Public shelters
The Womens Volunteer Service (WVS) WVS serving food in a communal air raid shelter.
London Transport Museum
Anderson shelters
In 1938, the Anderson shelter was created. It was given Sir John Anderson's name because he was in charge of getting Britain ready to withstand German air strikes.
Anderson shelters were designed to accommodate 6 people. Families were required to build the Anderson shelters according to a set of instructions after receiving the necessary materials.
The shelter's construction was rather straightforward. Six corrugated steel panels made up the bulk of the shelter. The sides and end panels were created by bolting together flat corrugated steel panels (one of which contained the door).
The shelters had dimensions of 1.4 m wide by 2 m long by 1.8 m high. Someone taller than 6 feet would not have been able to stand up in one since they were so little.
The Anderson shelters were built, buried more than one metre below earth, and then covered with a thick layer of soil and turf.
Instructions on how to construct an Anderson shelter.
A family emerges from their Anderson shelter, its effectiveness proven by the state of the house behind them.
PA Photos
For persons with an annual income of less than £250, Anderson shelters were free. The cost was £7 for anyone who didn't fit this description.
The construction of almost 3.5 million Anderson shelters took place both before and during the war.
Although Anderson shelters were highly efficient in saving lives and avoiding serious injuries during air attacks, they were quite chilly in the winter.
The government released some suggestions on how to make the Anderson shelters more comfortable in an effort to stop people from returning to their warm homes at night when the weather grew colder.
There are still many Anderson shelters in existence. Lots were excavated and utilised as storage for gardens.
A young girl sleeps with a doll in an Anderson air raid shelter shelter adorned with Christmas decorations.
Royston Leonard / Mediadrumworld.com
The interior of an Anderson shelter on display at the Imperial War Museum, London.
Morrison shelters
Instructions on how to build a Morrison shelter.
Herbert Morrison, the minister of home security, inspired John Baker to create the Morrison shelter. The shelters were sold as kits that could be put together (bolted together) at home.
Morrison shelters had dimensions of 2 metres long, 1.2 metres wide, and 75 cm high. It wasintended to serve as a table during the day and a place to sleep at night. Over 350 sections made up the shelter, but its main components were a steel top (like a table top) and wire mesh sides (one of which could be lifted open and acted as the door).
A family could sleep underneath the Morrison shelter, which was just a strengthened metal dining room table, during the nocturnal air attacks. Although it was not intended to provide protection from direct hits, it proved excellent at protecting occupants from bomb blasts and flying debris. According to one survey of bomb-damaged homes, more than 80% of those who sought refuge in properly positioned and built Morrison shelters escaped without suffering significant harm.

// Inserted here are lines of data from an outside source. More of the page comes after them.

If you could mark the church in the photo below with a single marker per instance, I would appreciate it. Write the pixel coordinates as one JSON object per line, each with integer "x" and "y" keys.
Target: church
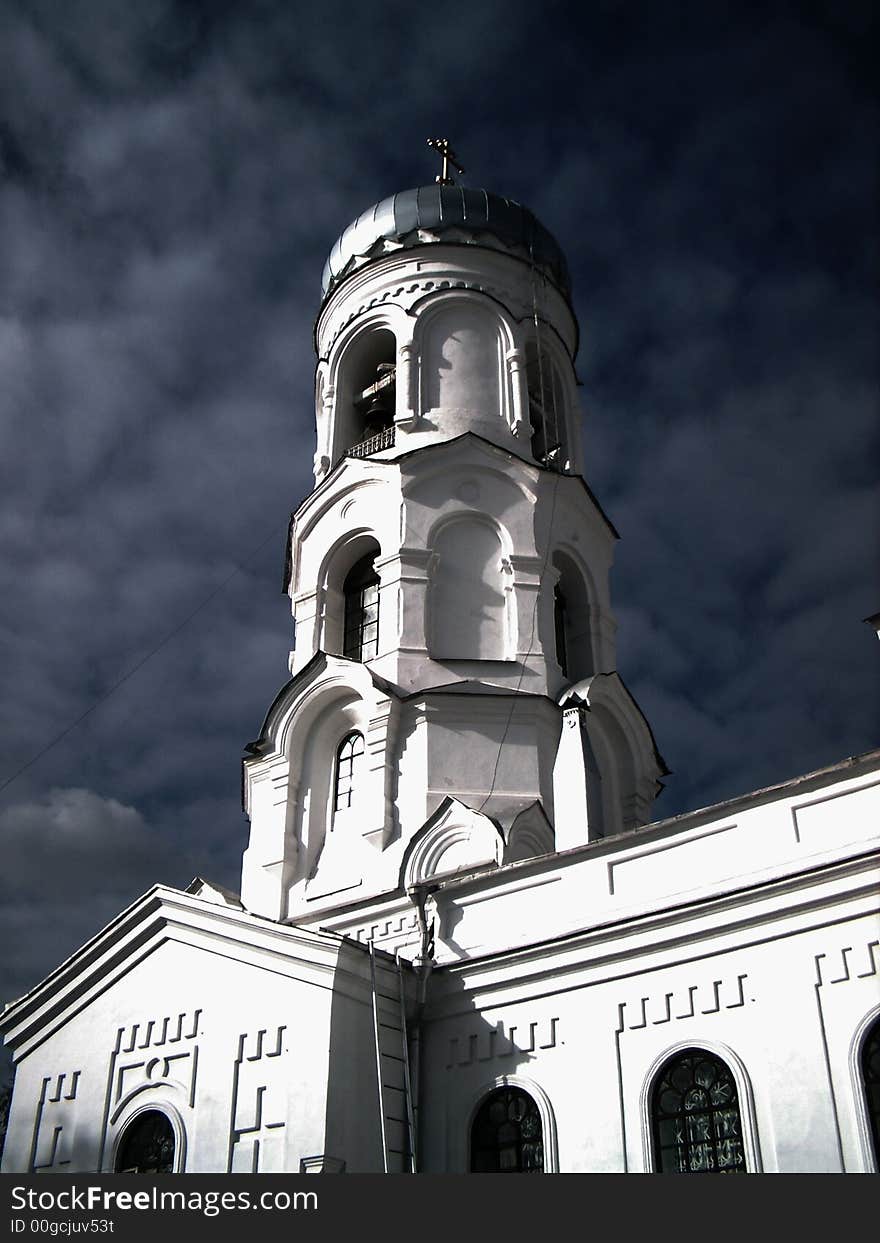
{"x": 461, "y": 944}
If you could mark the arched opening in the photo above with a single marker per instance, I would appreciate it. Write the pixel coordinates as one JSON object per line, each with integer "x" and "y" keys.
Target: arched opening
{"x": 366, "y": 394}
{"x": 147, "y": 1145}
{"x": 467, "y": 593}
{"x": 695, "y": 1116}
{"x": 870, "y": 1080}
{"x": 361, "y": 594}
{"x": 506, "y": 1136}
{"x": 346, "y": 777}
{"x": 572, "y": 620}
{"x": 546, "y": 408}
{"x": 461, "y": 359}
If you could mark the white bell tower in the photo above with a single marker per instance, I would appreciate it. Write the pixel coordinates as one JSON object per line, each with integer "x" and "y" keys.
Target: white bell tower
{"x": 454, "y": 701}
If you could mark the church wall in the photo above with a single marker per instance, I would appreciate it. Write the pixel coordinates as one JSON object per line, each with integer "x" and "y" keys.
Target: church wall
{"x": 588, "y": 1033}
{"x": 695, "y": 857}
{"x": 236, "y": 1055}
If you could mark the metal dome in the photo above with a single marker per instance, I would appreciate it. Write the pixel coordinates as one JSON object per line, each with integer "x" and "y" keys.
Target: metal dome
{"x": 438, "y": 208}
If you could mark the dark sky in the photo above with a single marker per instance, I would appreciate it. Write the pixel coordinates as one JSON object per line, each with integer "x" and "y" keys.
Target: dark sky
{"x": 173, "y": 178}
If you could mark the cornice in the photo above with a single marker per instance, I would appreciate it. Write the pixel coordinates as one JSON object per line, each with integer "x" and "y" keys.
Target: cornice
{"x": 162, "y": 915}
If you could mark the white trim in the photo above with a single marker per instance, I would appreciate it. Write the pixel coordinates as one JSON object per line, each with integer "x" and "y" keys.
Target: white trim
{"x": 743, "y": 1090}
{"x": 870, "y": 1159}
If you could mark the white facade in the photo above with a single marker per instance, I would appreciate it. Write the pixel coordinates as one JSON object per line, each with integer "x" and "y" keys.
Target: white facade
{"x": 456, "y": 777}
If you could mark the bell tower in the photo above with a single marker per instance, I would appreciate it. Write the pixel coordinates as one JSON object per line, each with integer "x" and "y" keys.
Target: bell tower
{"x": 454, "y": 701}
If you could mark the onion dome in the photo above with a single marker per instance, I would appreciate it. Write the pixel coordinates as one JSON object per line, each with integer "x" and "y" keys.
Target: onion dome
{"x": 450, "y": 214}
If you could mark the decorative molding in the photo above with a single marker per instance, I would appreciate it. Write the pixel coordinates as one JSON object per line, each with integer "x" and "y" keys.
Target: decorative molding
{"x": 798, "y": 819}
{"x": 385, "y": 929}
{"x": 682, "y": 1003}
{"x": 259, "y": 1118}
{"x": 158, "y": 1032}
{"x": 745, "y": 1096}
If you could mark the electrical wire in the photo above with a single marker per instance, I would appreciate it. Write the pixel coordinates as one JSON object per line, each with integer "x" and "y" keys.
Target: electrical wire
{"x": 139, "y": 664}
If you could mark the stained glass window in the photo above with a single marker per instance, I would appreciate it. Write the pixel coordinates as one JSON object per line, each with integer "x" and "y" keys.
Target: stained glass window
{"x": 696, "y": 1116}
{"x": 870, "y": 1075}
{"x": 506, "y": 1135}
{"x": 147, "y": 1145}
{"x": 348, "y": 752}
{"x": 361, "y": 639}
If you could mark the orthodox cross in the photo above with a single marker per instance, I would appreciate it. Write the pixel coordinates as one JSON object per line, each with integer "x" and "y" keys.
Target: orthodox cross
{"x": 449, "y": 157}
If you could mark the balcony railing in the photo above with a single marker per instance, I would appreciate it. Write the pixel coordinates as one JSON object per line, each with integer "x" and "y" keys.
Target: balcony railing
{"x": 373, "y": 444}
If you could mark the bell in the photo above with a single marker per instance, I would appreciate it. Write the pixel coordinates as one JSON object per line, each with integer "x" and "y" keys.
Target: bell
{"x": 377, "y": 417}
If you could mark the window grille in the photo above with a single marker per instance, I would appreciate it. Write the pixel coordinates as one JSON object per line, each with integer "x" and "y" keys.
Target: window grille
{"x": 147, "y": 1145}
{"x": 347, "y": 755}
{"x": 696, "y": 1116}
{"x": 361, "y": 589}
{"x": 506, "y": 1135}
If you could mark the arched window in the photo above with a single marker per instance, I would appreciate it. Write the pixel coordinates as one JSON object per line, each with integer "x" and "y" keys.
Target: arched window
{"x": 506, "y": 1135}
{"x": 467, "y": 597}
{"x": 361, "y": 589}
{"x": 546, "y": 408}
{"x": 572, "y": 620}
{"x": 695, "y": 1113}
{"x": 347, "y": 755}
{"x": 147, "y": 1145}
{"x": 559, "y": 627}
{"x": 870, "y": 1078}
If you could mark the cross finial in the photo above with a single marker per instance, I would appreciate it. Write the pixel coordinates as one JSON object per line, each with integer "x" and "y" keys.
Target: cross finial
{"x": 449, "y": 157}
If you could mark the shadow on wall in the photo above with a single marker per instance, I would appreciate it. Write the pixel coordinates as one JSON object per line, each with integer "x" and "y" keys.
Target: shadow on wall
{"x": 482, "y": 1114}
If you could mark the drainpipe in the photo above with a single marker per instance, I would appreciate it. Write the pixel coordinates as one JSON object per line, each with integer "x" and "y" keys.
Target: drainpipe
{"x": 424, "y": 965}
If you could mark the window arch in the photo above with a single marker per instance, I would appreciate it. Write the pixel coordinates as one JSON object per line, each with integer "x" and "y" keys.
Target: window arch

Families making less than £350 per year were provided over 500,000 Morrison shelters free of charge.
A couple sleeping in a Morrison Shelter in Manchester during the Blitz.
Manchester Local Image Collection at Manchester City Council
Hundreds of people, many of whom have lost their homes through bombing, now use the caves in Hastings, a south-east English town as their nightly refuge. Special sections are reserved for games and recreation, and several people have "set up house", bringing their own furniture and sleeping on their own beds. Photo taken on December 12, 1940.
AP Photo
These London schoolchildren are in the midst of an air raid drill ordered by the London Board of Education as a precaution in case an air raid comes too fast to give the youngsters a chance to leave the building for special shelters, They were ordered to go to the middle of the room, away from windows, and hold their hands over the backs of their necks.
AP Photo
A man sleeping in a stone sarcophagus in an East London church in November 1940.
Imperial War Museum
A woman sleeps on a bed made on top of a row of barrels in the cellar of a wine merchants in East London in 1940.
Imperial War Museum
With London a major target for German bombers during the Blitz, those Londoners who remained in the city and for whatever reason, could not access a shelter, had to utilise various underground spaces for protection - The London Underground being the most widely used and well known. However, in the case of the old lady in the cellar and the man in the sarcophagus (above), many found alternative areas in which to take shelter, helped no doubt by London being a city filled with old buildings of a resilient and sturdy, stone construction.